At the deepest point, the water was up to their waists and the current was manageable, so Phil, A (woman ‘animateur’ with WCS, also Malagasy), and I proceeded to hike up our shorts and step into the cold, flowing water, our packs raised so as not to trail in the dark river behind us. As we waded carefully across to the opposite bank, I thought about the zebu we saw being herded across the river to Mar. by a man in a dugout canoe. All that was visible of the huge, humpbacked beasts, above the water’s surface, were their horned faces. I had never seen cattle swim before, especially these massive African ones, but they did amazingly well—sticking together, a little team of faces above the water, wet horns glistening and noses spouting water with each breath. They made me think of our Pooka [Russian spaniel] swimming along side our canoe in New Hampshire, making the same little breathing noises through her wet nose, eyes fixed determinedly on the water in front of her.

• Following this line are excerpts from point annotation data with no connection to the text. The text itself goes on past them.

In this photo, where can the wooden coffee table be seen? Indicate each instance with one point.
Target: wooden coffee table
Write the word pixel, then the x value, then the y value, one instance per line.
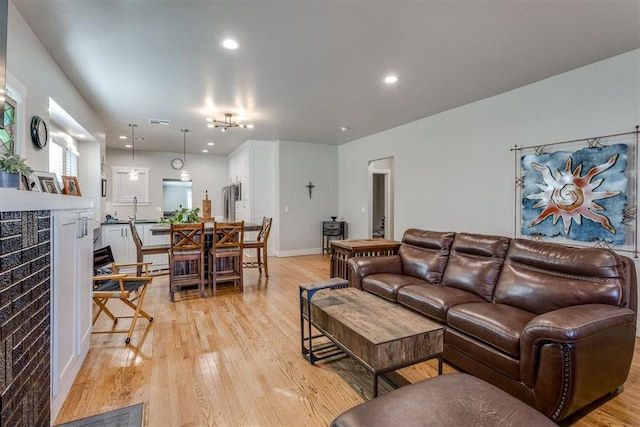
pixel 378 334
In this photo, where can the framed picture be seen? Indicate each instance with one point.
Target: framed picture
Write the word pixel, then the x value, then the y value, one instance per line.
pixel 46 182
pixel 71 186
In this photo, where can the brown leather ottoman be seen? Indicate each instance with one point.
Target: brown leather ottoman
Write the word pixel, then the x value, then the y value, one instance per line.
pixel 446 400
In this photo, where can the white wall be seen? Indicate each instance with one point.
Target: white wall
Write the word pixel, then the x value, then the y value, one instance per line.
pixel 207 173
pixel 33 71
pixel 301 226
pixel 455 171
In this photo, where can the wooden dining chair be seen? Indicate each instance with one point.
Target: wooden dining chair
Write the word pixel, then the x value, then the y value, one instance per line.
pixel 260 245
pixel 186 257
pixel 226 254
pixel 142 250
pixel 109 284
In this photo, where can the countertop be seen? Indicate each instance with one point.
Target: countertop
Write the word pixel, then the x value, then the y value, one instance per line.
pixel 126 221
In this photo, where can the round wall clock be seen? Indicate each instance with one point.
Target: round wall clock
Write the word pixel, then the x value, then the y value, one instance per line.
pixel 39 133
pixel 177 163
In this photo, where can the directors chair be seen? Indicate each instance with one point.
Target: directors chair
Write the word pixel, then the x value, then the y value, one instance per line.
pixel 260 245
pixel 109 284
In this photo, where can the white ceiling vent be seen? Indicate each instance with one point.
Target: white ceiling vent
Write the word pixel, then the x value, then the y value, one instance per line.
pixel 160 122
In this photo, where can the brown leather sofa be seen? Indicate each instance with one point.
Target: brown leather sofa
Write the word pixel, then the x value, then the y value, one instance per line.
pixel 552 325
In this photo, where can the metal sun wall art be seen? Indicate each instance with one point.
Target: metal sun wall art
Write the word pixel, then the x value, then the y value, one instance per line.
pixel 584 192
pixel 580 195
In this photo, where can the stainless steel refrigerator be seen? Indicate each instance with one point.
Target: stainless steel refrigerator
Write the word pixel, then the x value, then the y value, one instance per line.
pixel 230 195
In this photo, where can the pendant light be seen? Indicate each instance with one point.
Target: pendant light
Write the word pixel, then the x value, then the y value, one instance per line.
pixel 184 175
pixel 133 174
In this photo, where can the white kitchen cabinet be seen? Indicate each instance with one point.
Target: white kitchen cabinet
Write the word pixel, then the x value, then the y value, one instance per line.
pixel 71 303
pixel 118 236
pixel 160 261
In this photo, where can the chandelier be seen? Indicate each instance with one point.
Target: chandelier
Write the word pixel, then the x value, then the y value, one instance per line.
pixel 227 123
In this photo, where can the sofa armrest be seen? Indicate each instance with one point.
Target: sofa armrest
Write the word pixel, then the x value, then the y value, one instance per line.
pixel 602 326
pixel 360 267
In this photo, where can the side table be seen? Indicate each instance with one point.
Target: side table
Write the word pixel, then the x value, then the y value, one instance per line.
pixel 305 316
pixel 331 230
pixel 342 250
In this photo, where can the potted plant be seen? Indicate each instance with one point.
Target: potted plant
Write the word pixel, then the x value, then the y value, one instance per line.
pixel 184 216
pixel 11 167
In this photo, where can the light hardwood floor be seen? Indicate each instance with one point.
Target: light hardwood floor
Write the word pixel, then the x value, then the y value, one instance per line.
pixel 234 360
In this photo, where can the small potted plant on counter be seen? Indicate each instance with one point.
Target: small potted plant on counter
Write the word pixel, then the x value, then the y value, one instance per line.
pixel 11 167
pixel 183 216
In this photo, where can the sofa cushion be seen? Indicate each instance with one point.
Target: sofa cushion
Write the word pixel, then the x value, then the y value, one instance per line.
pixel 498 325
pixel 559 277
pixel 456 342
pixel 474 263
pixel 434 300
pixel 387 285
pixel 424 253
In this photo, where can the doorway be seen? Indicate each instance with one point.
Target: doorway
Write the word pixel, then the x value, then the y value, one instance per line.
pixel 381 198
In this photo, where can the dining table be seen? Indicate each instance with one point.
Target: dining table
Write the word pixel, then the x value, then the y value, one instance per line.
pixel 161 229
pixel 165 228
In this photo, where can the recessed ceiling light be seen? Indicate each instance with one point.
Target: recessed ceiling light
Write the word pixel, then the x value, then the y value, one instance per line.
pixel 229 44
pixel 391 79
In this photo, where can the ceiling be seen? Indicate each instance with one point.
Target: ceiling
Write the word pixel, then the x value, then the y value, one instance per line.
pixel 306 68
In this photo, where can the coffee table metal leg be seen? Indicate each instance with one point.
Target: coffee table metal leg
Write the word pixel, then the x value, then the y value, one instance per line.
pixel 302 348
pixel 311 357
pixel 375 385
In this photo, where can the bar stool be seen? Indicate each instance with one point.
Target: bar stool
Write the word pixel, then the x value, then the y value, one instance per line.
pixel 260 245
pixel 186 257
pixel 225 263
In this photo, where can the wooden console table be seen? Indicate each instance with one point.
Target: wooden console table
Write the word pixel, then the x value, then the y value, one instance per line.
pixel 342 250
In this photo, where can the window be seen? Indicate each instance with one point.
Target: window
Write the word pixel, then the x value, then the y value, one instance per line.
pixel 62 161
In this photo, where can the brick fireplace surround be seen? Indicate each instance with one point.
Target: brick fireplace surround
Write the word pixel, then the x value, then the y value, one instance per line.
pixel 25 313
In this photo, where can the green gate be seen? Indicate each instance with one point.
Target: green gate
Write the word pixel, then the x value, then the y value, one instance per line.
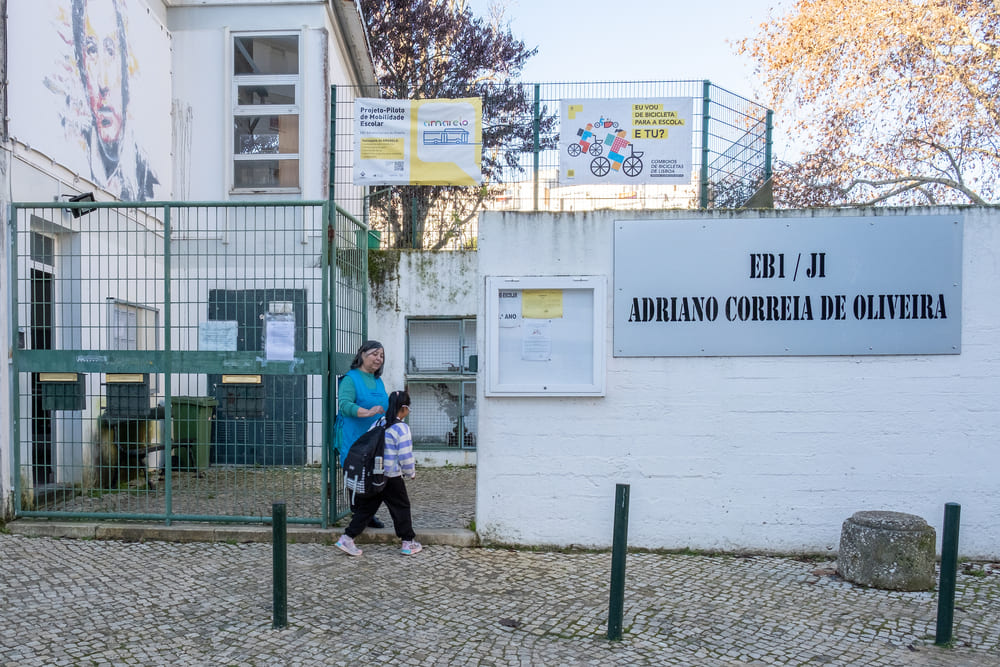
pixel 176 361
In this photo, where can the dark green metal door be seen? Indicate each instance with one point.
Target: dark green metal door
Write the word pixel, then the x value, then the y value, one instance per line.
pixel 271 429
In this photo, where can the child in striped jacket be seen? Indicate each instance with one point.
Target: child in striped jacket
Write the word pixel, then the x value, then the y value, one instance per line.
pixel 397 461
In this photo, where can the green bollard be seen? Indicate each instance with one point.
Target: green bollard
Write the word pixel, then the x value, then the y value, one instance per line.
pixel 949 571
pixel 279 549
pixel 619 547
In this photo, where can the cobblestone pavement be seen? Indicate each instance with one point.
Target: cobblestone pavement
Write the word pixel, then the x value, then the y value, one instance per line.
pixel 94 602
pixel 90 602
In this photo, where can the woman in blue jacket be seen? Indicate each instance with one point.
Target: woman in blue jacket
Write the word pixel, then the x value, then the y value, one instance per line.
pixel 361 399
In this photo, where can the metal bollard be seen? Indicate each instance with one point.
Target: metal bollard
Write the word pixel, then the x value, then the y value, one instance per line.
pixel 279 578
pixel 616 605
pixel 949 571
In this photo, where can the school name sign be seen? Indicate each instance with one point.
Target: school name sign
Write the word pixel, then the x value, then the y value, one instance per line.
pixel 790 286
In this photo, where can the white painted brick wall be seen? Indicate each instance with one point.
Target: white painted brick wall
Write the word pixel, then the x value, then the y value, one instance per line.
pixel 743 453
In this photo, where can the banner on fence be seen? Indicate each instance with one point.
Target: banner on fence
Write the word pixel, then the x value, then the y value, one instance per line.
pixel 626 141
pixel 418 142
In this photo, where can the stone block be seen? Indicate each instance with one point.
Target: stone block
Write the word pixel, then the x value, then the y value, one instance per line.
pixel 888 550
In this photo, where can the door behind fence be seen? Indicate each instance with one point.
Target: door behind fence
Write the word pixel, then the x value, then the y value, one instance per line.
pixel 173 359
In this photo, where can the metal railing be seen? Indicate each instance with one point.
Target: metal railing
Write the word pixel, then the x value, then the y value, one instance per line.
pixel 174 360
pixel 730 154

As soon as we were across, we proceeded to cut through rice fields to reach a village nestled at the foot of the mountains near our first transect point. The village was home to one of our team members, and we were invited to stop and rest at his home for a few minutes. Banana leaves were laid out on his little veranda and a long line of rice spread, steaming, on the leaves, a few stray pieces of boiled chicken on top. We all made spoons out of strips of banana leaf. The fresh rice tasted heavenly after the hike. Very kind of him and his wife to feed the team as we passed through. The Betsimisaraka are such wonderful people!

A few hours of hiking up and down mountainsides, the men in front hacking paths out of the vegetation with their machetes, and we reached a site to camp. As we started to put up our tents, it started to rain—hard! Bags and tents got soaked. It was a damp night of sliding downhill in my sleep because the spot where we had found a water source and made camp was on a mountain slope.

Dinner, also to be breakfast, was rice with a sauce of dried fish and the occasional lentil swimming in the salty fishy broth. It was good to have something hot to fill my stomach, though. Am learning to tolerate the taste of sun-dried fish—kind of like fish-jerky strips on bones in the sauce. I daresay I will like it by day 12 of this transect mission.